Ese origen obrero y su pertenencia a la generación punk, influyen en unas composiciones que desde un principio rezuman inconformismo, rebeldía punk y la palabra socialismo, que aparece transversalmente en toda su obra. Sus primeros discos, Life’s a Riot with Spy vs. Spy, Brewing up with Billy Bragg ,acompañado exclusivamente de su guitarra eléctrica y con unas letras tan afiladas como su música, van dejando retazos de lo que será su carrera, relatando episodios de la vida cotidiana obrera, crítico respecto a una burguesía que de la mano de Thatcher comenzaba a desmantelar cien años de conquistas obreras. Sus siguientes trabajos Talking with the Taxman about Poetry y muy especialmente Workers Playtime, son dos verdaderas joyas, con canciones que se convierten inmediatamente en himnos de la clase trabajadora como “Ideology”, “There is Power in a Union”, o la dulzura con la que trata referentes de la izquierda en “Waiting for the Great Leap Forwards”. Y, por si alguien tenía alguna duda de su ideología marxista, saca a la venta en 1990 un álbum con el título The International, que abre con una preciosa versión del himno universal de la clase trabajadora. Fue, por cierto, durante la gira de este trabajo, la única vez que ha recalado en València.

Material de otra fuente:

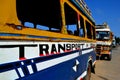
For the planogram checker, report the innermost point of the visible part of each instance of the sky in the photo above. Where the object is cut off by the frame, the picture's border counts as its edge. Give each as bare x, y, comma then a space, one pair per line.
106, 11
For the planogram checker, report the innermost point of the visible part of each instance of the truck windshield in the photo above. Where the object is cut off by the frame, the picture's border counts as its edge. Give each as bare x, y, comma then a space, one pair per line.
102, 35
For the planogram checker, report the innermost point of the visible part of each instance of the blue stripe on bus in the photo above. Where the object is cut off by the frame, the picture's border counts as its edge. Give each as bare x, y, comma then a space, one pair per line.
66, 67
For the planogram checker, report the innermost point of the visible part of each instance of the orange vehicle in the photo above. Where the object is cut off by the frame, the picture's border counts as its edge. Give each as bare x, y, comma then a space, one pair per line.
59, 43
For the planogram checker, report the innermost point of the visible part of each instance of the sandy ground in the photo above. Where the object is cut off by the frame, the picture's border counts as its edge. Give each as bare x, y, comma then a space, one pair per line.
108, 70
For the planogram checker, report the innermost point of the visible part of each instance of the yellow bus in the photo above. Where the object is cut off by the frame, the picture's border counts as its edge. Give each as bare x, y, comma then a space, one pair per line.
46, 40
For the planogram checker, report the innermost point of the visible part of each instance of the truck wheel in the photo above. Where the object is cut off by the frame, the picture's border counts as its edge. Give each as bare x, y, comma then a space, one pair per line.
109, 57
88, 76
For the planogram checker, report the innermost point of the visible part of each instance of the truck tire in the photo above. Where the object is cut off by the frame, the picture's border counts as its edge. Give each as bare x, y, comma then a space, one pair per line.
88, 76
109, 57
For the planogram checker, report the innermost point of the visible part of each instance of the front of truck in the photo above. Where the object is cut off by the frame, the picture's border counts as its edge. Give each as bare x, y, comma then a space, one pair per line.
104, 42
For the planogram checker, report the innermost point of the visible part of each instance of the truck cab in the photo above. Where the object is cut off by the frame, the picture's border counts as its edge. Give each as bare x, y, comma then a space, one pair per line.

Su carrera evolucionará a partir de los años 90, con una edición más cuidada de sus trabajos, y la participación en sus discos de amigos como Johnny Marr, Natalie Merchant o REM. A su vez, sus letras comenzarán a impregnarse de una cierta nostalgia por un pasado perdido, que le acompañará hasta ahora, como demuestran North Industrial Town o Upfield. Entre medias, esa obra maestra que supone su colaboración con Wilco en Mermaid Avenue, poniendo música a canciones inéditas de Woody Guthrie.

Agitador permanente, a él y a sus amigos Paul Weller, Tom Robinson y Jimmy Sommerville se les debe la creación en los años 80 de la Red Wedge (foto arriba: Paul Weller, Jimmy Sommerville, los líderes laboristas Ken Livingstone y Neil Kinnock junto a Billy Bragg en 1985. Por Richard Young), asociación de músicos laboristas, o más recientemente su apoyo a Jeremy Corbyn. Una carrera en la que ha conseguido el reconocimiento a su talento, compatible con su militancia. Toda una lección que otros deberían aprender.